Unfortunately, due to quite technical reasons,

maintaining the exact same

interface

was impossible for PIMC 4, but it will look quite similar. So there is,

a different boiler plate code of how you set up your model, but the model definition itself

should look almost identical. So

the hope is that it will be very easy to port. So you

you maybe only need to change a couple of lines

that set up your model, but then the model itself can remain largely intact. Having said that, the awesome nice API

fixes that we're also introducing here so, actually, I think the API will will be better. And I know that in the context of particularly deep learning frameworks, but also some of the other machine learning approaches, there's a need for a fairly large amount of data to be able to

plays out in pymc3

and using Bayesian approaches as to how it compares in terms of the need for volume of data, labeled data, and just how the, overall differences manifest between a,

probabilistic

programming approach versus some of these more unsupervised learning methods where you're just feeding it a lot of data and just tuning the hyperparameters

to ensure that you get the desired outputs.

Right. So it's definitely true that all of that flexibility

and automaticity

that you get from probabilistic programming comes at a cost. And that is that is

generally

much slower than something like machine learning, like in scikit learn.

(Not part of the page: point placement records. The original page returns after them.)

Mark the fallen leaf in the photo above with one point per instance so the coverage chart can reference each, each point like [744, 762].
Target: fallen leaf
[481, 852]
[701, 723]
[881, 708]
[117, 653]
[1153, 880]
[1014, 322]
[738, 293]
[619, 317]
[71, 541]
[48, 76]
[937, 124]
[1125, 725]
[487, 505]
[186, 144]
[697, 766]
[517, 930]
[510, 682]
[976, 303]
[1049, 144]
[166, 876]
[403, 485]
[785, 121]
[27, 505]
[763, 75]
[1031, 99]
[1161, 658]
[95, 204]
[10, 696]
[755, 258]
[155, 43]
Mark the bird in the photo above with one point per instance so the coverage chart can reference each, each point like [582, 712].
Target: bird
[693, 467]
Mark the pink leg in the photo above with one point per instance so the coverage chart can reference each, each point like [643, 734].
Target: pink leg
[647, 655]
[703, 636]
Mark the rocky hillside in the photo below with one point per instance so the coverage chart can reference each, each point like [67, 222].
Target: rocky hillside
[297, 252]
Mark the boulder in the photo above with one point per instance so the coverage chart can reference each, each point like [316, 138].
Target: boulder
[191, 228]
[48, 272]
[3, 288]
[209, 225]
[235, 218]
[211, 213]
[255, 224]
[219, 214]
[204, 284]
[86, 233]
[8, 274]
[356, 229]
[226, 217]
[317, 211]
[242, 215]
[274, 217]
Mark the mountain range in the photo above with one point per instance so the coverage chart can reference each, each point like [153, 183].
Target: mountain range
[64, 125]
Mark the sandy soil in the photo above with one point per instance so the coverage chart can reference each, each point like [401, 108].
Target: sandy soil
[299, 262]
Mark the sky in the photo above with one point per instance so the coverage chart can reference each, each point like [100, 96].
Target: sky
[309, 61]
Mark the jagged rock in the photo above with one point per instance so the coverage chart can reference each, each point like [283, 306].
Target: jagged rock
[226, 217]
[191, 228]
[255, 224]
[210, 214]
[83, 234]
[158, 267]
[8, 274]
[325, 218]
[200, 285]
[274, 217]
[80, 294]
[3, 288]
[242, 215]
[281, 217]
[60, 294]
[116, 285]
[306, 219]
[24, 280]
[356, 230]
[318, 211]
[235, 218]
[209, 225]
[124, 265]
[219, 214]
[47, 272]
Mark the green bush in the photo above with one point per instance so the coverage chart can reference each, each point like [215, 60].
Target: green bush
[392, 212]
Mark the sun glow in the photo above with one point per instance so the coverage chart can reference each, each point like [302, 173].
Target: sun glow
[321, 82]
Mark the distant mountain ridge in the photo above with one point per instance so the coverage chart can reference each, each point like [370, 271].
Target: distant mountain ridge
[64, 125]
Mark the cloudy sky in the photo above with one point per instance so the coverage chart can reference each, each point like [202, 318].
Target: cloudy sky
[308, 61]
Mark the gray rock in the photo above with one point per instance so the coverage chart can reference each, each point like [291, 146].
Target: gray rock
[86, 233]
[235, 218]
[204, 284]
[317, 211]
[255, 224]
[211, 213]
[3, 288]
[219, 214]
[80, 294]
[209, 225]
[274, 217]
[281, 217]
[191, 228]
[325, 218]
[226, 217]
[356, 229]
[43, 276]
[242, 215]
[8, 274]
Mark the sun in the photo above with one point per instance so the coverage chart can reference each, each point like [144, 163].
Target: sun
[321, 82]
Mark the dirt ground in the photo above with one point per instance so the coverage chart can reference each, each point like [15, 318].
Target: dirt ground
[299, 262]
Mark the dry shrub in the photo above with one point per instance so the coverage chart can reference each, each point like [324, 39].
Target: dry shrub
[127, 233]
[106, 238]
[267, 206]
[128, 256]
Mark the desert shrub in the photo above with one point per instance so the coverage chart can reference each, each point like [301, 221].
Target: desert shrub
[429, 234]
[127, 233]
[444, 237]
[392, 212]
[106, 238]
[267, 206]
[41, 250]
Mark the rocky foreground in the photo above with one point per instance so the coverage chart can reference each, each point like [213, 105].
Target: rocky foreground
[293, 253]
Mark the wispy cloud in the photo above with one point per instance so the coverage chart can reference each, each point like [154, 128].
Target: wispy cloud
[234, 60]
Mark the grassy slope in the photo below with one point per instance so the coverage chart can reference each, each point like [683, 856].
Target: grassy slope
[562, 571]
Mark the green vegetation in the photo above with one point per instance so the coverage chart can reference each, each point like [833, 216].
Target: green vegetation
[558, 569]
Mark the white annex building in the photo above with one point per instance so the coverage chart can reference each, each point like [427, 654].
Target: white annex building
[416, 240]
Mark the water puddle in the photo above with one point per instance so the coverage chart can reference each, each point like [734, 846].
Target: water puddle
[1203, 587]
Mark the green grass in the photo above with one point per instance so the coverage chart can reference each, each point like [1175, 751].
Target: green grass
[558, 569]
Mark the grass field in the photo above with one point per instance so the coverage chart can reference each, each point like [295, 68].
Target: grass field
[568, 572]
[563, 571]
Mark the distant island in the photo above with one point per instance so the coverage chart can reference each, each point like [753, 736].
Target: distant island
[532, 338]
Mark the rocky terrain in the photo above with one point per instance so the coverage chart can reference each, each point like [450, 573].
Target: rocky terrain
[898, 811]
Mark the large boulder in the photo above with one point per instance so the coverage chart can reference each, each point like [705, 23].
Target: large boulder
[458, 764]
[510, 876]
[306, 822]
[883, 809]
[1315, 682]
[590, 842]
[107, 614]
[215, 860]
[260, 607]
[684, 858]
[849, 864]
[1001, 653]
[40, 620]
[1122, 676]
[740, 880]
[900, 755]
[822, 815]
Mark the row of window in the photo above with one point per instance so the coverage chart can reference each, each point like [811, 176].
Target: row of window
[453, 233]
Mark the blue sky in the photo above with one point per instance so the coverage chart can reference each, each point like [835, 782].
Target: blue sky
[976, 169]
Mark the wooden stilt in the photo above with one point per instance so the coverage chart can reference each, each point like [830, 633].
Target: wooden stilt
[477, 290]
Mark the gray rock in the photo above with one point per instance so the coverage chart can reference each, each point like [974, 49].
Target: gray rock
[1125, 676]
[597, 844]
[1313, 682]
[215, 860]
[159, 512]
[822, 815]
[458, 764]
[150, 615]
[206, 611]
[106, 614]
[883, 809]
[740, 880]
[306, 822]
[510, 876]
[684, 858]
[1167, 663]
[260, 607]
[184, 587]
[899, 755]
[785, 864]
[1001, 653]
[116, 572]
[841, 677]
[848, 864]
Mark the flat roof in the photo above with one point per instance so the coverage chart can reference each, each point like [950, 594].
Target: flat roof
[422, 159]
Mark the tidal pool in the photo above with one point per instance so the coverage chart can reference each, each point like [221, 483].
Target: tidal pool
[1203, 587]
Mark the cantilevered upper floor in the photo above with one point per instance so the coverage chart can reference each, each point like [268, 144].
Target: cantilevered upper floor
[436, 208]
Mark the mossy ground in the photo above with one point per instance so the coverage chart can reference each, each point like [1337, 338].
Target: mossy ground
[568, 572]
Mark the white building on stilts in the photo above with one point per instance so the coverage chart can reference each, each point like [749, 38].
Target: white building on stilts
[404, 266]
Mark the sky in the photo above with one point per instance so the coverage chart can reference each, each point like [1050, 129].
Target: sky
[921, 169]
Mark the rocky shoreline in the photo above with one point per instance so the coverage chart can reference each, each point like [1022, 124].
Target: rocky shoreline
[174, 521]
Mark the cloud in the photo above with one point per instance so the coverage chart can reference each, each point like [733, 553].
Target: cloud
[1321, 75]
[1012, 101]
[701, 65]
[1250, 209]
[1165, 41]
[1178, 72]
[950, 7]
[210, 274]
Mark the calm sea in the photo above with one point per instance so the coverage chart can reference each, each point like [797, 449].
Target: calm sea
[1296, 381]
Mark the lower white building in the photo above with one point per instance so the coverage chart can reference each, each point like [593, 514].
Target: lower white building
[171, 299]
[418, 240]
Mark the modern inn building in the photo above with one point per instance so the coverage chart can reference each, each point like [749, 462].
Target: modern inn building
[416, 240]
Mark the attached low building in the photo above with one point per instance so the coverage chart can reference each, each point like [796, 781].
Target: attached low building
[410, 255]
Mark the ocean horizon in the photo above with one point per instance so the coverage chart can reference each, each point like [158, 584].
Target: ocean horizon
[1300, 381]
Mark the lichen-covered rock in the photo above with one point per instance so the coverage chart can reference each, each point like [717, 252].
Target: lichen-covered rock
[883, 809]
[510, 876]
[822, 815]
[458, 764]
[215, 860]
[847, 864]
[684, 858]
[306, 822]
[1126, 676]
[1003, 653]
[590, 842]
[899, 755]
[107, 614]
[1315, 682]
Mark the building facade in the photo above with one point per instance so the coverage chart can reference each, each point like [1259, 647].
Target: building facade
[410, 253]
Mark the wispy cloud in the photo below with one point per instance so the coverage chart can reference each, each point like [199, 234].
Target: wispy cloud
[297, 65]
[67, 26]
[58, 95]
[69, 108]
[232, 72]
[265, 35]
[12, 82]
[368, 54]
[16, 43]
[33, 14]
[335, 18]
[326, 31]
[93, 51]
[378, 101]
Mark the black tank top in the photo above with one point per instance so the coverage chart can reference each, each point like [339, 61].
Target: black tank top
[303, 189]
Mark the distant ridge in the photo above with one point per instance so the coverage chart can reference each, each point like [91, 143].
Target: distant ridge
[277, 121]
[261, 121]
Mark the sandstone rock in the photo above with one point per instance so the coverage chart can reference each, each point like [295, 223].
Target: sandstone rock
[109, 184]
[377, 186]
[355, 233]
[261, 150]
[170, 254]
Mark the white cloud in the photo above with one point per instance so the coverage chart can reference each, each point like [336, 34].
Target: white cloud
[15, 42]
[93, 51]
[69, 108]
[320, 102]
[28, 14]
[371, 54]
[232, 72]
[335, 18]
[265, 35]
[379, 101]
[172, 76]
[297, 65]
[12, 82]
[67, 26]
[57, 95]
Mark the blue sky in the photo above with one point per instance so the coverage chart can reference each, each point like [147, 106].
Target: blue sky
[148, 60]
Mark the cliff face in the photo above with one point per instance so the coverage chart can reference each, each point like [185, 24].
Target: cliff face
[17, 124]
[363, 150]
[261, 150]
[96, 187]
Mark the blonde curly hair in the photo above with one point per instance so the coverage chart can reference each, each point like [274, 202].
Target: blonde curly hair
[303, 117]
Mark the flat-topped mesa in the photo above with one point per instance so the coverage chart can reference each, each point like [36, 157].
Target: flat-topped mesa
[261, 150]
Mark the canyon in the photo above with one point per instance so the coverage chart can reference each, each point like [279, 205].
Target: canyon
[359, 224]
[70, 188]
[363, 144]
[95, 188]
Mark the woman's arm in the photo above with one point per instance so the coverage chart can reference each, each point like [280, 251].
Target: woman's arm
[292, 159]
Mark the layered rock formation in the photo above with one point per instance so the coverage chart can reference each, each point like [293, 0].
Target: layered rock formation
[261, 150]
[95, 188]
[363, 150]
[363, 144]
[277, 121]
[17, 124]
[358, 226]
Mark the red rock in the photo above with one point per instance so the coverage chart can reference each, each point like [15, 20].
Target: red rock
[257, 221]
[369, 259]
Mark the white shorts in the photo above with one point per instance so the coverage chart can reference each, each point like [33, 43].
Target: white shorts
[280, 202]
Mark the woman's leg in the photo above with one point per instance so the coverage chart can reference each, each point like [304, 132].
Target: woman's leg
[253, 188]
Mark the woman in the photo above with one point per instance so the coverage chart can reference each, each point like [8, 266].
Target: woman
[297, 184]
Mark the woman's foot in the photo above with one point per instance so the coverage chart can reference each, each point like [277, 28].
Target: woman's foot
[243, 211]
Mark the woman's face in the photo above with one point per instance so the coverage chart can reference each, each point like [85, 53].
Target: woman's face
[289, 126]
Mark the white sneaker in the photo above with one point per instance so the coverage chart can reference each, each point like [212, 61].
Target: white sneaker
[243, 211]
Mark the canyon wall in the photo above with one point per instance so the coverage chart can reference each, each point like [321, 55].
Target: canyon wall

If you fit a logistic regression, that will be orders of magnitude faster than if you run a similar Bayesian version of that logistic regression in PIMC3,

just because they have the inference algorithms particularly tuned to that 1 particular model while we are much more,

toolbox where you can build very general models and then it just won't be as fast. So the focus

has been mostly on small to medium sized

models

and definitely not big data type of datasets.

And there are,

that is definitely a well recognized problem and there are different solutions that you can take. So 1 of them is rather than sampling, which is most of what I talked about, which gives you a very accurate

approximation of your posterior distribution, you can use things like variational inference.

And these

scale much, much better. So rather than sampling from the posterior distribution, they fit a target distribution to your posterior distribution.

So you introduce several assumptions like that your posterior will be normal, and then it's an optimization problem rather than a sampling problem. And that will just work much, much faster and approach speeds like you see if you were to build, like, a neural network model. And but, of course, that comes at the cost of, like,

a not as good approximation.

Then there's also a lot of work being done in types of the back end. So particular TensorFlow

is well suited for very big models.

And that is what I hope we'd be able to do with pymc4.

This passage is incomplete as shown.